В это время с северного входа в западную пристройку вышла Инчунь с ребёнком на руках. Это был Лань Кайфан, твой, Цзефан, сынок от Хэцзо. Говоришь, никаких чувств не испытывал, а ребёнок откуда? Скажи ещё, что уже тогда детей из пробирки выводили, лицемер несчастный!
— Слышь, бабуля, — обратилась Инчунь к Цюсян. — Закрывала бы ты лавочку. А то каждый вечер галдёж, дым коромыслом, твоему внуку не заснуть от всего этого.
Почти все, кому положено, на сцену вышли. Не хватало Лань Ляня, но явился и он. На лопате он нёс связку корней шелковицы. Войдя в ворота и ни на кого даже не взглянув, он направился к У Цюсян:
— С шелковицы на твоём участке корни проросли на мой, перерубил вот и возвращаю.
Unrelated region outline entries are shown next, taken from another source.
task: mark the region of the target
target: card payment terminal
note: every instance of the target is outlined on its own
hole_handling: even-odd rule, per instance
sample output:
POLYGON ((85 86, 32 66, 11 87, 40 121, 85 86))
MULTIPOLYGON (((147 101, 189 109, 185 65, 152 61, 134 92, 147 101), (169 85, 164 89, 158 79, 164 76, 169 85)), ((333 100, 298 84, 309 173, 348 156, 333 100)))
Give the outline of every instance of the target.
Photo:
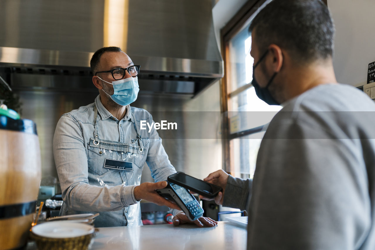
POLYGON ((158 193, 176 203, 189 220, 195 220, 202 216, 203 209, 187 189, 177 184, 168 182, 168 185, 165 188, 156 190, 158 193))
— Ох, упрямец старый, скажи на милость, что ты ещё выкинешь?! — изумилась Инчунь.
Зевая, подошёл Хуан Тун. Он спал всё это время на бамбуковом шезлонге:
— И не лень было все эти корни отрывать? Нынче только тупоголовые свиньи от земли кормятся!
— Расходись давай! — нахмурился Цзиньлун, повернулся и зашёл в главное здание усадьбы.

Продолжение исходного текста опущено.